One webinar attendee chatted her agreement: “That is EXACTLY what my top ‘sales’ rep thinks like.”

Another webinar attendee chatted, “When I give kudos to the ones that want to do referrals, they kind of get insulted. They feel like they’re just doing their job, which is the truth.”

Neill points to the importance of the words used both in communicating to staff and in how staff communicate with members. Reinforcing the goal of saving money vs. selling a product gets results at both levels of the conversation.

Saving Members $7 Million

One example of great success in thinking differently is Cardinal Community Credit Union, a $176 million shop in Mentor, Ohio. In 2014, this ServiStar credit union saved members more than $7 million in refinanced loans and “stolen” checking accounts.

Robert Rossetti, VP/sales and service at Cardinal Community CU joined the webinar to shed light on the credit union’s program called Save a Member Money (SAMM).

The idea stemmed from a discussion between Cardinal Community CU and Neill as they implemented the ServiStar program. The CU needed to change the typical sales narrative to engage employees. The SAMM program was born when the credit union decided to track dollars saved by switching members to its Visa, consumer loans and mortgages.

The SAMM program then grew into a key metric the credit union would report to not only its staff but its board and membership. “It took employees who were afraid to sell and turned them into passionate member advocates,” said Neill.

Employee engagement went from 40 percent to 97 percent in the last year, Rosetti said.

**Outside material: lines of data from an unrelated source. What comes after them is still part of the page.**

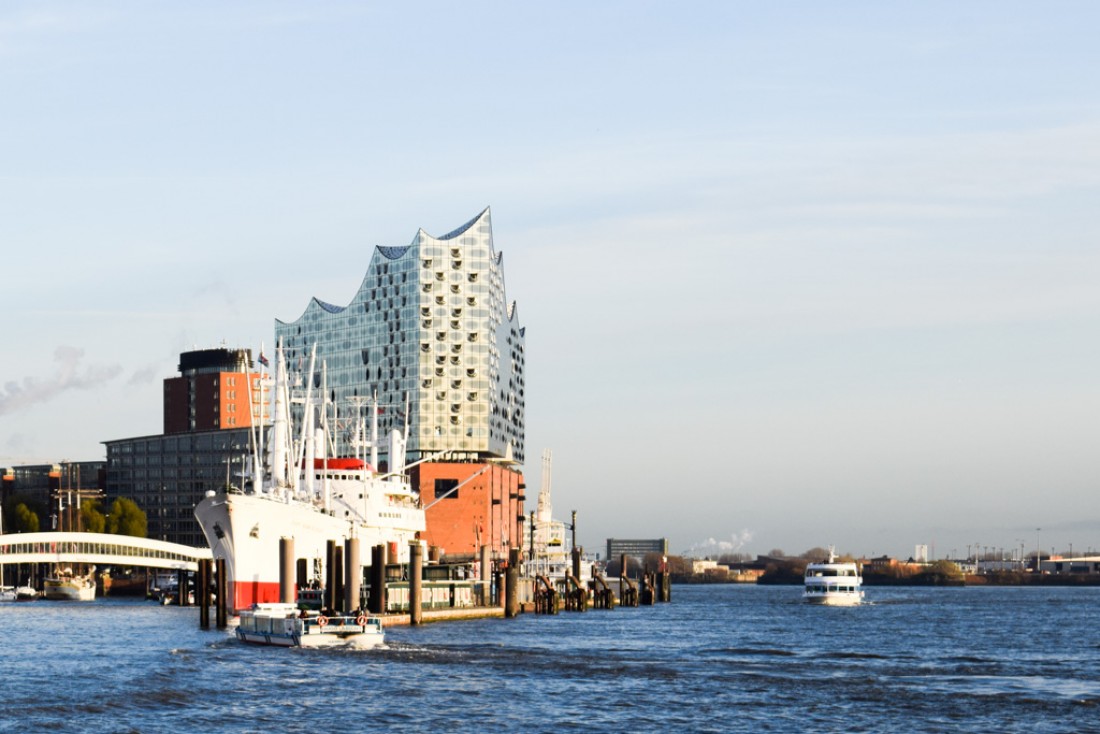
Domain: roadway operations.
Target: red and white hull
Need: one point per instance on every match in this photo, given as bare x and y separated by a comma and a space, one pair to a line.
245, 530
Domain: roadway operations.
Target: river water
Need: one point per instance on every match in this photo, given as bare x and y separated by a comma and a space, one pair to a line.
718, 658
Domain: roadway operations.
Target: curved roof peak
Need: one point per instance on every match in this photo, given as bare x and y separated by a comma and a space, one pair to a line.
450, 236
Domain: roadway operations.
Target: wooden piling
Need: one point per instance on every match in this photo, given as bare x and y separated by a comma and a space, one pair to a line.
341, 598
180, 588
221, 603
353, 576
416, 574
512, 584
486, 566
330, 576
301, 573
204, 589
286, 579
377, 601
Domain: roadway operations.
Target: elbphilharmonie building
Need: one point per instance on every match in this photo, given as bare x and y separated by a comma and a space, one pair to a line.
430, 329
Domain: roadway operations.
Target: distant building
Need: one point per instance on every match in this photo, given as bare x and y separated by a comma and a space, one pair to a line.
704, 566
431, 335
208, 416
212, 392
166, 475
36, 485
430, 326
636, 548
486, 508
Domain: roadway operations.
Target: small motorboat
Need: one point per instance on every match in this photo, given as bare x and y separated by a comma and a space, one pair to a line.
285, 625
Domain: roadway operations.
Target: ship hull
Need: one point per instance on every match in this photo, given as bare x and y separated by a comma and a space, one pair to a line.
244, 530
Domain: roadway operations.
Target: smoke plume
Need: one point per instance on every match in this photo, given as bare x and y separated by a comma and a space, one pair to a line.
715, 547
31, 391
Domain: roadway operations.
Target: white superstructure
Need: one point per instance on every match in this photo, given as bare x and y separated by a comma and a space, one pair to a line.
834, 583
307, 496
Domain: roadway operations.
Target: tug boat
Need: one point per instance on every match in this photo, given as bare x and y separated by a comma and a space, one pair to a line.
283, 625
834, 583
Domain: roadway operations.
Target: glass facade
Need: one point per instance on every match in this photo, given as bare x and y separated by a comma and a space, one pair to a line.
430, 325
167, 475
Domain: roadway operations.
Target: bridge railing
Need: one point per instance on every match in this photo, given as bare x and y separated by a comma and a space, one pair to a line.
98, 548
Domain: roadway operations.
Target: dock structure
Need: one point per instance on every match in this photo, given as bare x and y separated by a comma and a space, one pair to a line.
417, 593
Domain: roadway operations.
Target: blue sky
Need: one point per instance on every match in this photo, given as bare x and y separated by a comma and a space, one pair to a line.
793, 274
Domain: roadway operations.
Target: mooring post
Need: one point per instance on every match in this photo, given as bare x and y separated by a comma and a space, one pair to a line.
286, 570
512, 584
485, 576
204, 589
330, 576
341, 599
221, 604
353, 576
301, 574
416, 573
377, 579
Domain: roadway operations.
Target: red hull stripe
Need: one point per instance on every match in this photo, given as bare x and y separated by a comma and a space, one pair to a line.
246, 593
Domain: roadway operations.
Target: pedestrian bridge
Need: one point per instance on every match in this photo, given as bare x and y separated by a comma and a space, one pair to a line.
99, 549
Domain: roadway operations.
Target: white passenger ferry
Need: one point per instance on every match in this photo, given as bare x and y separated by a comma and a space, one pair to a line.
284, 625
834, 583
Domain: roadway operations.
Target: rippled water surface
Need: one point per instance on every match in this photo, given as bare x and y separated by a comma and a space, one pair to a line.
716, 659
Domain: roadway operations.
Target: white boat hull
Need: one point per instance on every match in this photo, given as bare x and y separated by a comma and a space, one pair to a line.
245, 532
844, 599
288, 630
69, 590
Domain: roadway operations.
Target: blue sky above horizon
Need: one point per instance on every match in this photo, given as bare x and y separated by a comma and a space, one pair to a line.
792, 275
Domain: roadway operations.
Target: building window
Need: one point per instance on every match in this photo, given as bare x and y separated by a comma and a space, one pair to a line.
444, 485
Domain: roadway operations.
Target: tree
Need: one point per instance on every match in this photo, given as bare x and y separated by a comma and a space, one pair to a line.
25, 519
127, 518
91, 519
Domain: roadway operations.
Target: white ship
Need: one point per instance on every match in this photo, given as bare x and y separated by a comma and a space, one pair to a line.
551, 549
65, 584
834, 583
334, 500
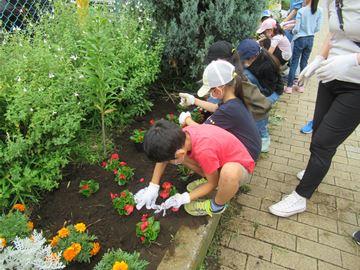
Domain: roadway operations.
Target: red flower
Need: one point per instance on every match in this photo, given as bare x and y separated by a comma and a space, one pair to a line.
129, 209
166, 185
85, 187
144, 217
165, 194
113, 196
144, 225
114, 156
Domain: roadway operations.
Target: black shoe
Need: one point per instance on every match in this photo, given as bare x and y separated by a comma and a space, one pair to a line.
356, 237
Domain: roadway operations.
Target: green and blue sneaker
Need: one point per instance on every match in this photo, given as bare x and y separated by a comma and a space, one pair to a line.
201, 208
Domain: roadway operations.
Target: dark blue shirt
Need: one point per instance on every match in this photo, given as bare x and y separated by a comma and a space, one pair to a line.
234, 117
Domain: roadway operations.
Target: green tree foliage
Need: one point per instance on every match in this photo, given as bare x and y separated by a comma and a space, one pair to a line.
191, 26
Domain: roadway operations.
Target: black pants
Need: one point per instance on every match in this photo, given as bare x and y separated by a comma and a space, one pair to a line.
336, 116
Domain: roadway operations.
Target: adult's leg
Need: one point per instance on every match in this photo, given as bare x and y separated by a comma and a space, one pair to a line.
340, 120
298, 46
231, 175
309, 41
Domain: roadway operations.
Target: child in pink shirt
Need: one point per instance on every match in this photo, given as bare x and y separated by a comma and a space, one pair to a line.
210, 151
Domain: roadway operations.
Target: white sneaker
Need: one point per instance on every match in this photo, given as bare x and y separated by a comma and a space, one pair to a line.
289, 205
300, 175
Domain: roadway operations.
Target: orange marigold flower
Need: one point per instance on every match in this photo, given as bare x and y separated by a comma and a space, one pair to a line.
54, 241
2, 242
63, 232
120, 266
95, 249
30, 225
80, 227
71, 252
19, 206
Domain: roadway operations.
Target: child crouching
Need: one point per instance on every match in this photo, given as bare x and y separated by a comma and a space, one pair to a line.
210, 151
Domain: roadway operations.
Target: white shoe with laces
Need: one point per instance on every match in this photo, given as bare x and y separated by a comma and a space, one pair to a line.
300, 174
289, 205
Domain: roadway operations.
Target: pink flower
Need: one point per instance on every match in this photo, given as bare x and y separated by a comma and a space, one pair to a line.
144, 225
113, 196
129, 209
165, 194
114, 156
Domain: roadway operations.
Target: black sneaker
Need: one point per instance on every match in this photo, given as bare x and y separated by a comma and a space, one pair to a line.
356, 237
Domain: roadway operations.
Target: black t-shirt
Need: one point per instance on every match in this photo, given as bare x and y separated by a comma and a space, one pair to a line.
234, 117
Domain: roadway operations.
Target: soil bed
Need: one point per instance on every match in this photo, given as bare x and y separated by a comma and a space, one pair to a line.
113, 231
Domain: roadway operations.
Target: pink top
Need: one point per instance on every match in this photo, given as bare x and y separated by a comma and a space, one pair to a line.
213, 146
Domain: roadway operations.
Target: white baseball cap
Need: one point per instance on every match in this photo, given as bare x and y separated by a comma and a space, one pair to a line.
217, 73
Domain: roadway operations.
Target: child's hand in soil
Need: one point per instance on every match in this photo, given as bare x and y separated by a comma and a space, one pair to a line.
147, 196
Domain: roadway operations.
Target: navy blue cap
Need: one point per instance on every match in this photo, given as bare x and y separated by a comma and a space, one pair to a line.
248, 48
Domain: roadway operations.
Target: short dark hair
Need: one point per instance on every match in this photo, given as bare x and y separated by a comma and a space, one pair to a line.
162, 141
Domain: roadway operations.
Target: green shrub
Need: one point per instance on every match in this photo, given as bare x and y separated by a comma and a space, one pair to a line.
190, 27
59, 80
131, 259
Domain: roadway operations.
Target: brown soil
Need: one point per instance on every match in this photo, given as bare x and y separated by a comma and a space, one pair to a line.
66, 205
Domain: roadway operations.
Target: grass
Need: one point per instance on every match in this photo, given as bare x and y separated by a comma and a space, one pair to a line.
212, 256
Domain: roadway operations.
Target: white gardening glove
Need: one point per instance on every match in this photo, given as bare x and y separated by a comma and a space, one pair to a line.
336, 66
147, 196
183, 116
311, 68
177, 200
186, 99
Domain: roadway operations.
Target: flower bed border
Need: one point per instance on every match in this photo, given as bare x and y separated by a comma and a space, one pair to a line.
191, 246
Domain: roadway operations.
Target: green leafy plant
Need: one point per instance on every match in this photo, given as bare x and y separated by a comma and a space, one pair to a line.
75, 244
168, 189
123, 203
138, 135
132, 260
88, 187
123, 174
147, 229
15, 223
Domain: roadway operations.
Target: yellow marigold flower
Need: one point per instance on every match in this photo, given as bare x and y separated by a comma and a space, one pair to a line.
54, 241
120, 266
80, 227
2, 242
95, 249
30, 225
71, 252
63, 232
19, 206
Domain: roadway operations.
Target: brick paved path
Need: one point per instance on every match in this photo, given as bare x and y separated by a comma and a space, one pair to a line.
320, 238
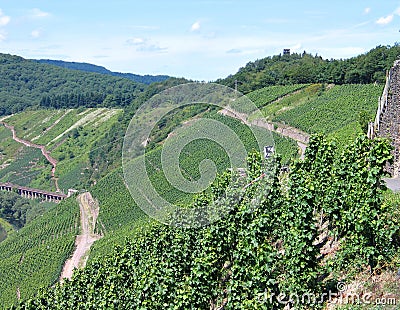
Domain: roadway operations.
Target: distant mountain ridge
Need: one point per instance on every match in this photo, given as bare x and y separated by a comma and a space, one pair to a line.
82, 66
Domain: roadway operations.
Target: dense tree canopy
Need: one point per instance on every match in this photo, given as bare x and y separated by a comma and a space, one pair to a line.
305, 68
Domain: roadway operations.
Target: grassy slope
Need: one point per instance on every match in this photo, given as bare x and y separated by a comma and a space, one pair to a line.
34, 256
333, 112
119, 216
68, 134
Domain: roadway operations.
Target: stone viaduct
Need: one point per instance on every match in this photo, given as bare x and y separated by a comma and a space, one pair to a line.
33, 193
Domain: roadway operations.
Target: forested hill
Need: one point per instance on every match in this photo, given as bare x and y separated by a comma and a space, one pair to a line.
26, 83
145, 79
306, 68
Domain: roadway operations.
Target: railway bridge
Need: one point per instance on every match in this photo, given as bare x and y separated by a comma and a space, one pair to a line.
34, 193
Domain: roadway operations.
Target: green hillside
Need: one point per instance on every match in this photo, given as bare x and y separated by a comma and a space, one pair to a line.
27, 83
255, 253
306, 68
145, 79
69, 136
33, 257
289, 226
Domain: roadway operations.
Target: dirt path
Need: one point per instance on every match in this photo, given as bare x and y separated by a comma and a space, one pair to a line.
89, 211
42, 148
299, 136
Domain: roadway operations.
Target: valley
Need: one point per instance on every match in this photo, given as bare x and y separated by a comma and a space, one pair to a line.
320, 214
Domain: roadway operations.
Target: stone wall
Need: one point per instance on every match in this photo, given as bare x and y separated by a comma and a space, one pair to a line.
387, 122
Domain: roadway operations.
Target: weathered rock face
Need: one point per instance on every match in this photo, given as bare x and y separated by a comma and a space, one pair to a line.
387, 123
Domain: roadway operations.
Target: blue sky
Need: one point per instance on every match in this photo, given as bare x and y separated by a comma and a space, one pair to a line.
198, 39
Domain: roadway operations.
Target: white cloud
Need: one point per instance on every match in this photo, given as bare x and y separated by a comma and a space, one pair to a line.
35, 33
195, 27
37, 13
4, 19
136, 41
385, 20
145, 45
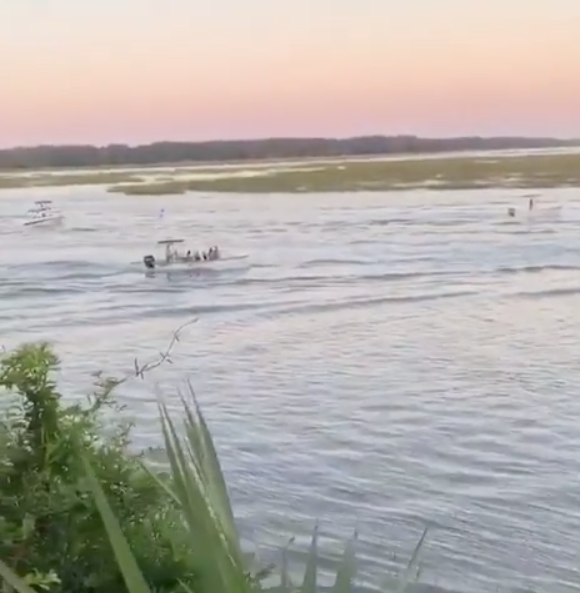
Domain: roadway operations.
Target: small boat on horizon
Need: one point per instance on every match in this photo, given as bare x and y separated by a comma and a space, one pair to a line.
190, 261
43, 214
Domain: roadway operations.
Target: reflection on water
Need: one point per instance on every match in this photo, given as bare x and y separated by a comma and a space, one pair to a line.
385, 359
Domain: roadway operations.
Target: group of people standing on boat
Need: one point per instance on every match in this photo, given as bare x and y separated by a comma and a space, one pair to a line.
211, 254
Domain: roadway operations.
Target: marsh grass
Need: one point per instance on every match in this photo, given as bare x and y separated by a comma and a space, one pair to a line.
530, 171
15, 181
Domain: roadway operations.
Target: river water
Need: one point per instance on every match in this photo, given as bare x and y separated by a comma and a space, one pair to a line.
382, 361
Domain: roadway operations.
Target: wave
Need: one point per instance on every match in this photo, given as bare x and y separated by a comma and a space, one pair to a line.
536, 269
548, 293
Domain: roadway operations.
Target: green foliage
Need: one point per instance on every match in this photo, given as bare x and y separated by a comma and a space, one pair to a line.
82, 514
51, 531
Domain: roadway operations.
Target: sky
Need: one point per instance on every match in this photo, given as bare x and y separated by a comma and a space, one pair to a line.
135, 71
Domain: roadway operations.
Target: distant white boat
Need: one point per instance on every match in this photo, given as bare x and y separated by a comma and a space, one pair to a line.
43, 214
190, 262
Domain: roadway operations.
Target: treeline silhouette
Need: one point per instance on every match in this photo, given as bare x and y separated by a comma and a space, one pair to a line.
244, 150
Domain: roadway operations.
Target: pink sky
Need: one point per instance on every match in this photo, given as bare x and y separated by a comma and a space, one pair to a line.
144, 70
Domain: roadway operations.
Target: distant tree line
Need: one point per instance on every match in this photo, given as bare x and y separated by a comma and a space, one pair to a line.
244, 150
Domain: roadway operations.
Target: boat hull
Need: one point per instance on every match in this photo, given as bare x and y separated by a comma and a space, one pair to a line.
194, 267
45, 221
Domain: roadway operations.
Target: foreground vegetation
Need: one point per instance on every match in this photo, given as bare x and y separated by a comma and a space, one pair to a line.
81, 513
530, 171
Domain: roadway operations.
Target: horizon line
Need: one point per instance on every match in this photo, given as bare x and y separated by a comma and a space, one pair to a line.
261, 139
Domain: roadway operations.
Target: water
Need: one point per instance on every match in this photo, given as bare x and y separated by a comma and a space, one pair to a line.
387, 360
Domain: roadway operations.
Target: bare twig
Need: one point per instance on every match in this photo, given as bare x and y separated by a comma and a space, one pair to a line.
108, 384
164, 356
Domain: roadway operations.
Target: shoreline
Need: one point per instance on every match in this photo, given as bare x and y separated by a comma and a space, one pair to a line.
539, 170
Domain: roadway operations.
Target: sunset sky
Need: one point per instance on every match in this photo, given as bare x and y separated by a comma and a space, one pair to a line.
144, 70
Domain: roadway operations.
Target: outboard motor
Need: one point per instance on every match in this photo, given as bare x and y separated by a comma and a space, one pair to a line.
149, 261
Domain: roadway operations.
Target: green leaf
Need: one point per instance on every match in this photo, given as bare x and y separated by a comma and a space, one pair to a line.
132, 575
13, 579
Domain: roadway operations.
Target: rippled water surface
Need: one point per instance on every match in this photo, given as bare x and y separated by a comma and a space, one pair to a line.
382, 359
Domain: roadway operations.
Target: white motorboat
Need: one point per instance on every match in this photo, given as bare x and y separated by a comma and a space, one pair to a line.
43, 214
198, 261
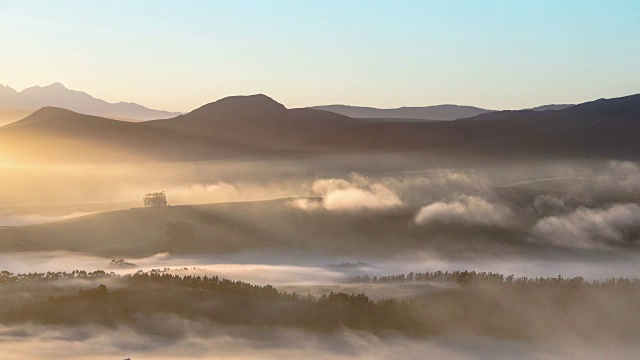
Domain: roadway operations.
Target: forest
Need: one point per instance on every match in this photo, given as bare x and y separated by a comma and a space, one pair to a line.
465, 303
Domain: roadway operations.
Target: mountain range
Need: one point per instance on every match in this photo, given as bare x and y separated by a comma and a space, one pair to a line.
433, 113
58, 95
241, 125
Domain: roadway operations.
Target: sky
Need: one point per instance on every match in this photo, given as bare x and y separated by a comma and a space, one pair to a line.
179, 55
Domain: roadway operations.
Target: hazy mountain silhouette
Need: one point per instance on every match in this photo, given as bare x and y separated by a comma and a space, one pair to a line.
437, 112
257, 120
605, 128
59, 135
601, 128
415, 114
551, 107
8, 116
58, 95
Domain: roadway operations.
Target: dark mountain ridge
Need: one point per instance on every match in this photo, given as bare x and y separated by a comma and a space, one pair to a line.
237, 125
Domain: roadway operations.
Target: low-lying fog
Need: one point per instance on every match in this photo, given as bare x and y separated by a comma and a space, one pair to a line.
246, 343
589, 210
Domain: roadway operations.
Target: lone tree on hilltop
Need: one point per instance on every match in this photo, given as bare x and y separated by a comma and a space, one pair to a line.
155, 199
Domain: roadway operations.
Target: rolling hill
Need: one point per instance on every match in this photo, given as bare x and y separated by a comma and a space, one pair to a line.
54, 135
257, 120
605, 128
437, 112
240, 125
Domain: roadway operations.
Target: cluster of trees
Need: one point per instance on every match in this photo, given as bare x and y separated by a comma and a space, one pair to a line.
507, 307
7, 277
472, 277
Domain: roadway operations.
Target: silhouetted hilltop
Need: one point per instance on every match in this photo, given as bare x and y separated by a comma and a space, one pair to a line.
10, 115
437, 112
605, 128
57, 95
257, 120
551, 107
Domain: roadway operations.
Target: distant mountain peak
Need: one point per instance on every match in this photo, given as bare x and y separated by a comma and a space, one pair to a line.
58, 95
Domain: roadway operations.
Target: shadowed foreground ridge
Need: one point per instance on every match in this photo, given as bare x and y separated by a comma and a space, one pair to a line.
540, 309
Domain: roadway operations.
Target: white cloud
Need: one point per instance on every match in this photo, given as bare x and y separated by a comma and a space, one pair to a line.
470, 210
618, 224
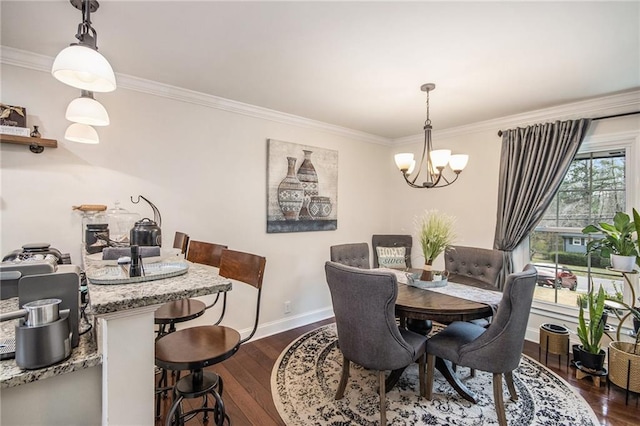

He explained staff’s reaction to receiving a weekly email update about how much money the credit union has saved its members: “The first thing that employees did was print off the email (showing the money they saved members) so it could be published in the lobby for members to see. And they immediately came to me and said, ‘Robert, do you know that we’re already at $1.4 million?’ I didn’t ask them ‘How many referrals did you have yesterday?’ I didn’t ask them, ‘How many loan signings did you have last week?’ I didn’t ask them any of that.”

While focusing on referral numbers and loan signings may seem like it would help employees work toward goals, Neill finds it has the opposite effect. “Remember, when we do that (discuss progress toward sales goals), we’re speaking actually antithetically to what engages the employee,” says Neill. “When we worked with Cardinal, when we got to the idea of saving a member money, that flipped the switch for people.”

Neill focuses on living out the credit union mission and teaching employees how to say the right thing to the member at the right time. “To be great, to live out the mission of your credit union–whatever the actual missions says–the bottom line is to improve the financial well-being of the members of your credit union and the communities that you serve.”